There are plenty of myths that revolve around the Second Amendment. It’s only meant for the militia, or for hunting, or some weapons are just too dangerous, are only a few. When we read the Constitution, along with just a tiny bit of research into the Bill of Rights, these myths should evaporate like the morning mist. In the case Bianchi v. Brown, it appears the Fourth Circuit believes the myths. However, some unorthodox procedures may show the court manipulated the process to get the outcome they desired.
Assault Weapons Ban
Maryland, like some other states, have laws known as “Assault Weapons Bans.” First, we have to define what Maryland calls an “assault weapon.”
The statute defines “assault weapon” as “(1) an assault long gun; (2) an assault pistol; or (3) a copycat weapon.” … The term “assault long gun,” in turn, encompasses more than forty-five enumerated long guns “or their copies, regardless of which company produced and manufactured” the firearm. …. These proscribed guns include an assortment of military-style rifles and shotguns capable of semiautomatic fire, such as the AK-47, almost all models of the AR-15, the SPAS-12, and the Barrett .50 caliber sniper rifle. … The term “assault pistol” encompasses more than fifteen enumerated firearms and their copies. These include the TEC-9 and semiautomatic variants of the MAC-10, MP5K, UZI, and other military-style submachine guns.
Maryland defines many different rifles, shotguns, and pistols as “assault weapons.” Many of these weapons are actually semi-automatic weapons as opposed to the full-automatic many people think of as “assault” or “military style” weapons. Maryland also defines a “copycat” weapon.

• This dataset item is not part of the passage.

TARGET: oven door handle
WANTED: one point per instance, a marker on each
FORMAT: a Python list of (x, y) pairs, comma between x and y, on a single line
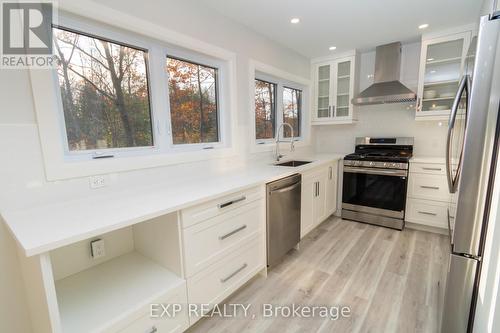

“Copycat weapon” is defined as a firearm that is not an assault long gun or assault pistol yet is covered by at least one of the following six categories:
(i) a semiautomatic centerfire rifle that can accept a detachable magazine and has any two of the following:
1. a folding stock;
2. a grenade launcher or flare launcher; or
3. a flash suppressor;
(ii) a semiautomatic centerfire rifle that has a fixed magazine with the capacity to accept more than 10 rounds;
(iii) a semiautomatic centerfire rifle that has an overall length of less than 29 inches;
(iv) a semiautomatic pistol with a fixed magazine that can accept more than 10 rounds;
(v) a semiautomatic shotgun that has a folding stock; or
(vi) a shotgun with a revolving cylinder.
What I find interesting are the banned features that have nothing to do with the lethality of the weapon. For example, how does a folding stock or flash suppressor make the weapon more lethal? The answer is, it doesn’t.
Maryland law prohibits any person in the state from selling, purchasing, receiving, transporting, transferring, or possessing an “assault weapon, ” subject to limited exceptions. Md. Code, Crim. Law § 4-303. A violator of this statute faces up to three years’ imprisonment. … Maryland law enforcement officers are authorized to seize and dispose of weapons sold, purchased, received, transported, transferred, or possessed in violation of the law.
There are several constitutional issues with this Maryland law, not just the Second Amendment. Chief among them is the confiscation of so-called “assault weapons.” For example, is it reasonable for law enforcement to seize property that was legally purchased? It’s one thing to seize an item that was purchased, or even transported, in violation of the law, but what about the weapons that were purchased, received, or transported before this law went into effect? This law potentially violates the Fourth Amendment, which reads:
The right of the people to be secure in their persons, houses, papers, and effects, against unreasonable searches and seizures, shall not be violated,
U.S. Constitution, Amendment IV
It also violates the Fourteenth Amendment:
nor shall any State deprive any person of life, liberty, or property, without due process of law;
U.S. Constitution, Amendment XIV
Those who challenged the law did not claim it was a violation of the Fourth or Fourteenth Amendments, but of the Second.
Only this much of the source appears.